LE TOMBEAU

Une lassitude mortelle lui brisait les reins quand enfin il respira à nouveau un air sec et sain. Guidé par le faible courant d'air qui émanait d'une fissure, il palpa le mur alentour jusqu'à ce qu'un panneau cède sous la pression de ses doigts et bascule pour lui livrer passage.

Il pénétra alors dans un vaste caveau que ses piliers en fonte et ses voûtes en briques d'un jaune pâle permettaient de dater des dernières années du XIXe siècle. L'atmosphère calme et salubre était celle de ces bibliothèques anciennes où se momifient lentement incunables et palimpsestes.

À la faible lumière d'une veilleuse, Galwein entrevit tout un fatras archéologique entassé en désordre : fragments de bas-reliefs, morceaux de statues, colonnes disloquées et mosaïques disjointes… Sans doute se trouvait-il dans les réserves du Muséum archéologique. Occupé en surface, le personnel ne devait pas souvent s'aventurer en ces modernes catacombes : il ne décelait aucun effluve humain dans cet air raréfié.

À présent il lui fallait trouver sans plus tarder ce qu'il était venu chercher. Tremblant d'épuisement, les jambes rompues, il sentait jusque dans la moelle de ses os que la miraculeuse rémission dont il avait jusque là bénéficié était sur le point de s'achever.
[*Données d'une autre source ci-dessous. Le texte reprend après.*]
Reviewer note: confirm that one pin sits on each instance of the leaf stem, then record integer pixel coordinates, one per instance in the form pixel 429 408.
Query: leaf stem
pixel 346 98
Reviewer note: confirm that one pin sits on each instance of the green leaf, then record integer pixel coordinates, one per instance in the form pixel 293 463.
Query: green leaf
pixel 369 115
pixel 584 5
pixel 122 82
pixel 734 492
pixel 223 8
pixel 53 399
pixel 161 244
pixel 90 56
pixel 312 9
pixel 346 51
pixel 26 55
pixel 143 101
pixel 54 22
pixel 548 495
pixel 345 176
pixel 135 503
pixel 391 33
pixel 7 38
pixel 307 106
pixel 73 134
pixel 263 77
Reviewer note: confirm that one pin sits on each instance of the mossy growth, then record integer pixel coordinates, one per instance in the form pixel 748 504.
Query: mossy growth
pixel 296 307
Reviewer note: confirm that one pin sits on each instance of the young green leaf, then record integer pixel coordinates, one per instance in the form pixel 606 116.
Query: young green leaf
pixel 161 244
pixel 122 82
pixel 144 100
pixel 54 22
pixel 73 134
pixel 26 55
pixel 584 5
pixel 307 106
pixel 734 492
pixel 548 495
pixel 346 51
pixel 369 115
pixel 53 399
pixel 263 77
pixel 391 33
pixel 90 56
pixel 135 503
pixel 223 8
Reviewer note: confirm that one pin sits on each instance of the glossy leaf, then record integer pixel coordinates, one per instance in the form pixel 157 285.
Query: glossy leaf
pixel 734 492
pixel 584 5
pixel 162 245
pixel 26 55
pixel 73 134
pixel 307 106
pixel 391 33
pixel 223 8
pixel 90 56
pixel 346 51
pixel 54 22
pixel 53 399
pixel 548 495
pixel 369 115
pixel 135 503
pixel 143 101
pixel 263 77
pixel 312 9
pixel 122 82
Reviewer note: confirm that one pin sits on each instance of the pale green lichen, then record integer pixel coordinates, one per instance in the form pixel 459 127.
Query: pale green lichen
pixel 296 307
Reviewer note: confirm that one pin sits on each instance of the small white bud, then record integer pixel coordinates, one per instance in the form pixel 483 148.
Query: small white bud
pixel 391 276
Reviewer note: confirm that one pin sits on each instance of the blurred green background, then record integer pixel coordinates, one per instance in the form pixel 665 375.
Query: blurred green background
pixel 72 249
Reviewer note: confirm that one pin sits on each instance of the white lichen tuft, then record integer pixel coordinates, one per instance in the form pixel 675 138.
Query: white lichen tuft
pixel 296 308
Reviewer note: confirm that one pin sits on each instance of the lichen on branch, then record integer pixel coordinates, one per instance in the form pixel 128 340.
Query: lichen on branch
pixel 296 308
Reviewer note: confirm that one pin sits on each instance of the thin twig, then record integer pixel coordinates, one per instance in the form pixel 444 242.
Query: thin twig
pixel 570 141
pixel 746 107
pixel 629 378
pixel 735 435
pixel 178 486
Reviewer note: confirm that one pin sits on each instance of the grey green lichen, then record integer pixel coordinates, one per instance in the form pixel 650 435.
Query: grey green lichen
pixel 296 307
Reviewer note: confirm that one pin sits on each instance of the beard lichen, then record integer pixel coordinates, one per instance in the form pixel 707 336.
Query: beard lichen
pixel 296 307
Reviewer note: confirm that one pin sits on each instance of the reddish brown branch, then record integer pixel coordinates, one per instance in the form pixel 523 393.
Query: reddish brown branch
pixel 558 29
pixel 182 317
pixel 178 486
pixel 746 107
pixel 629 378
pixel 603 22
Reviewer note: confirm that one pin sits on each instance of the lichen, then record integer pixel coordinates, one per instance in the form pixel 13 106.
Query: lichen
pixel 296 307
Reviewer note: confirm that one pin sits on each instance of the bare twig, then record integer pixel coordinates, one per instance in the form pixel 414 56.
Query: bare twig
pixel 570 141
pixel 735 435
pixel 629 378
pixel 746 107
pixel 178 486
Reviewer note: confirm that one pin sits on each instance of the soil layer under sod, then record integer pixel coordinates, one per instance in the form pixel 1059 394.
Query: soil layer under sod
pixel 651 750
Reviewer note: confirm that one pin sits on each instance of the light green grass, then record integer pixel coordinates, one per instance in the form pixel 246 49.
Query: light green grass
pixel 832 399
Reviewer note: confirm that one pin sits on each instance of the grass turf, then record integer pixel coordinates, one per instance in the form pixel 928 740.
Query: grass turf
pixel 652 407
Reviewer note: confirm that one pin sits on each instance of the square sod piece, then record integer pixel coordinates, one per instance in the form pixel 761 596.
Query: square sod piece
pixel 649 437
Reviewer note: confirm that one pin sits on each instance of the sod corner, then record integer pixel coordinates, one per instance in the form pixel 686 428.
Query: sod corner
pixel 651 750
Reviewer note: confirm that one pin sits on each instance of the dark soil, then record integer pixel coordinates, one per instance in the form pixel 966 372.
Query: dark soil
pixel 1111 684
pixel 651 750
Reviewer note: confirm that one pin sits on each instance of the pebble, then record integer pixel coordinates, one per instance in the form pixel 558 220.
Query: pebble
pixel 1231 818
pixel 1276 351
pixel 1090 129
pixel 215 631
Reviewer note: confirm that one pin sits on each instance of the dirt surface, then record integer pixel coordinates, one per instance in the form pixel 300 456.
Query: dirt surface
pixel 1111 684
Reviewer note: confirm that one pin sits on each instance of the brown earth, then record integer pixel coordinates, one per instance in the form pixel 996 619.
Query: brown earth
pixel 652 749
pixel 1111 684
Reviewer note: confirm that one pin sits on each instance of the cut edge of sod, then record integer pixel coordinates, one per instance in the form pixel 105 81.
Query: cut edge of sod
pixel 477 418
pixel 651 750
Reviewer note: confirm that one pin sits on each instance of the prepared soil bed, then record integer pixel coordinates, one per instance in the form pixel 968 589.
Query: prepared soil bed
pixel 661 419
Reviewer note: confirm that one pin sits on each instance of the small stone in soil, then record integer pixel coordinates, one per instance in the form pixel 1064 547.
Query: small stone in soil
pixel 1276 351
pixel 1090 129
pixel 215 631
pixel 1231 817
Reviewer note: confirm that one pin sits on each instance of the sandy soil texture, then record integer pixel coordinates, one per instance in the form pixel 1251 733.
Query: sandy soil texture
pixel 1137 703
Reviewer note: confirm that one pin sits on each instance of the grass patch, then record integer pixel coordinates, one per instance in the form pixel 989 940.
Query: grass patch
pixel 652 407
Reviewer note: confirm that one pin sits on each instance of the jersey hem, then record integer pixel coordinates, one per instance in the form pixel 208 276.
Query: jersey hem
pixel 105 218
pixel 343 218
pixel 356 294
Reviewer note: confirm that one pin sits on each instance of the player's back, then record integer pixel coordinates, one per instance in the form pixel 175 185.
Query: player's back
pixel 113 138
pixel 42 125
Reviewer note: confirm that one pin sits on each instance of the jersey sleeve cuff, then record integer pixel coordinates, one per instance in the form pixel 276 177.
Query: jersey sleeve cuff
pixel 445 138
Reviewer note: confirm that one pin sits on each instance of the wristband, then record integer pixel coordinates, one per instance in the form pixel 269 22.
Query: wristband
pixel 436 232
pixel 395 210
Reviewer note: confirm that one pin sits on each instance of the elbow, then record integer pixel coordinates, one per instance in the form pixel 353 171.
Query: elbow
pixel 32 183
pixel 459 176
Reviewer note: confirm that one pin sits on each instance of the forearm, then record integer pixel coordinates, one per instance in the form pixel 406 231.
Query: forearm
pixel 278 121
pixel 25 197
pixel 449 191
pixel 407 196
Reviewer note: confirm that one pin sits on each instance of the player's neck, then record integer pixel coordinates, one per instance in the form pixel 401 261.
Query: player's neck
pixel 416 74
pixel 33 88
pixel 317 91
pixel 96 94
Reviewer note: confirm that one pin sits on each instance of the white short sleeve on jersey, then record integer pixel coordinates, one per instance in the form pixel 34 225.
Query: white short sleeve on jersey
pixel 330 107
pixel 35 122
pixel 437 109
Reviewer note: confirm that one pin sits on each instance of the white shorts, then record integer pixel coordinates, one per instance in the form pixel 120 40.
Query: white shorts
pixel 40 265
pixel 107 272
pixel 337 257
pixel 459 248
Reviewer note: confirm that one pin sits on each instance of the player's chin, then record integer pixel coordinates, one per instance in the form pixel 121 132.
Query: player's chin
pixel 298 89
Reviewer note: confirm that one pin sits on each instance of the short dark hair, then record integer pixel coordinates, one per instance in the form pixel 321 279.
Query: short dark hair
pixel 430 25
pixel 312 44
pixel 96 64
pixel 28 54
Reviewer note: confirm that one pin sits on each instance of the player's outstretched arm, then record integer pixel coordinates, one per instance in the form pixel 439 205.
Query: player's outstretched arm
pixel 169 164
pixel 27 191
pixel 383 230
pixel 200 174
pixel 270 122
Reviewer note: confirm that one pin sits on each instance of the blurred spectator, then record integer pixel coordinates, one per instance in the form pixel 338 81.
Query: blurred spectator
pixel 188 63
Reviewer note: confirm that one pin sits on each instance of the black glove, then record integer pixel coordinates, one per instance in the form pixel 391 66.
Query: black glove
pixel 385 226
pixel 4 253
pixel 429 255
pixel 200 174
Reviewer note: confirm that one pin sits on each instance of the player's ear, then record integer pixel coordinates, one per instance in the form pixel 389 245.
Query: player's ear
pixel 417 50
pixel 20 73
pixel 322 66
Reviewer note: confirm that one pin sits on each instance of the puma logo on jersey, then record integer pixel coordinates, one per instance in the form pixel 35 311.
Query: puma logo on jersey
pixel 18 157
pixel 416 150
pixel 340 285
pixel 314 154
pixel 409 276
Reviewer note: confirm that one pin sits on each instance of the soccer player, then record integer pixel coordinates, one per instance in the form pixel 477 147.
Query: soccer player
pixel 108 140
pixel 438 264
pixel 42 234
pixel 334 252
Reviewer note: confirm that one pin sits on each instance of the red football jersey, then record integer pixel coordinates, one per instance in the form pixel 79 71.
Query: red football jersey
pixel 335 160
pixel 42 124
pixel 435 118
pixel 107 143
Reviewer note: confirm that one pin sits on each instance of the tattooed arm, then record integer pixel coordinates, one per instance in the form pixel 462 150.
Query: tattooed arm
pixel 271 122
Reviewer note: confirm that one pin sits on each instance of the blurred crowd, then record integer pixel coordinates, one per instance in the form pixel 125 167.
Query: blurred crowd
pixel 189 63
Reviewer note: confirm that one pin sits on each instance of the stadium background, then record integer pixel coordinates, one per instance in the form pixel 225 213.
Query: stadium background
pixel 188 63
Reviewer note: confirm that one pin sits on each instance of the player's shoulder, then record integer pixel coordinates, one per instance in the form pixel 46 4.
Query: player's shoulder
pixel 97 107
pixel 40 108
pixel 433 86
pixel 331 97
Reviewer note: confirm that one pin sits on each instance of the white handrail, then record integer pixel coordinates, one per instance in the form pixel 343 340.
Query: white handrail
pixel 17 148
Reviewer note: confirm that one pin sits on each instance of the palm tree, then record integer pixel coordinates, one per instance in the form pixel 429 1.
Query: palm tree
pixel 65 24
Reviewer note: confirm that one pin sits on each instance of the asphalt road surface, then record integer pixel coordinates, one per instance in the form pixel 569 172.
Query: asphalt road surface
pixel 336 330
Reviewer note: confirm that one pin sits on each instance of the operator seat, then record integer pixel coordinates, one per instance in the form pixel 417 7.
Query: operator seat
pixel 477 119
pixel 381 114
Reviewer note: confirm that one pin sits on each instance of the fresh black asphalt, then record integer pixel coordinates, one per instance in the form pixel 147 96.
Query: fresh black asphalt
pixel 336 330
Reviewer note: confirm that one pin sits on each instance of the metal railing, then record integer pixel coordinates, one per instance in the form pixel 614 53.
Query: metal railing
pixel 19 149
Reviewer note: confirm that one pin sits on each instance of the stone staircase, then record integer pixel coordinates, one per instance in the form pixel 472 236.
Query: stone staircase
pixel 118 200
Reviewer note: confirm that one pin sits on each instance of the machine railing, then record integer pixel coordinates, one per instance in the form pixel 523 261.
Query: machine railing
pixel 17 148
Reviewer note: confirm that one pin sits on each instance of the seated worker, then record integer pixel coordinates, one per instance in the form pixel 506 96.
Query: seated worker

Une effigie d'Anubis, le dieu des morts, gardait le seuil d'une salle consacrée aux rites funéraires, son fin museau souriant vaguement dans l'ombre. Galwein vint à lui et caressa ses oreilles délicates avant de parcourir la pièce du regard.

À l'exception du gisant d'un chevalier en armes, les mains jointes sur une prière et les pieds appuyés au flanc de son lévrier, qu'il contempla pendant quelques minutes, Galwein ne prêta qu'une attention distraite aux urnes étrusques et à tout le capharnaüm macabre qui l'entourait. Déjà son intérêt s'était porté sur une rangée de sarcophages gallo-romains. ..

Ils ressemblaient à de coquettes petites maisons pour les morts, avec leur toit en double pente aux quatre coins joliment retroussés. Si les plus simples étaient sobrement gravés du signe protecteur de l'ascia, les plus riches arboraient, sculptées en ronde-bosse, des scènes inspirées aussi bien par la chasse au cerf que par les Évangiles.

L'un d'eux attira Galwein : taillé en lignes pures et dépouillées dans un marbre presque translucide à force d'être blanc, il portait au flanc cette rosace solaire que l'on reconnaît sur les mégalithes d'Armorique, les meubles sculptés du Queyras. D'un doigt fébrile, il suivit plusieurs des lignes incurvées qui rayonnaient depuis le centre du disque et, inexplicablement, cela l'apaisa.

D'un effort convulsif, il repoussa la lourde dalle de couverture et se coula dans le caveau étroit, songeant qu'il gisait peut-être dans la cendre ultime d'un sénateur de Rome ou bien d'un centurion ; il ramena le couvercle au-dessus de sa tête comme il l'aurait fait d'un linceul.

Il s'était imaginé étendu en une posture hiératique, les bras croisés sur la poitrine, le visage noble et altier comme le paladin dont il venait d'admirer la froide et presque surhumaine majesté. Ainsi aurait-il pu incarner, au moins dans la mort, le Parfait Chevalier qu'il avait toujours rêvé d'être, changer son sang en albâtre et, summum de l'orgueil, devenir lui-même son propre gisant.

Cependant il était écrit que cela aussi lui serait refusé : à peine couché dans son cercueil de marbre, il ne put s'empêcher de se pelotonner sur lui-même comme un enfant malade et d'enfouir son visage au creux des ses bras, de peur que l'ogre ne vînt dans l'éternelle nuit pour lui crever les yeux - ou du moins ce qui en restait. Mais bien sûr il était trop tard.

L'ogre était venu et l'avait déjà dévoré.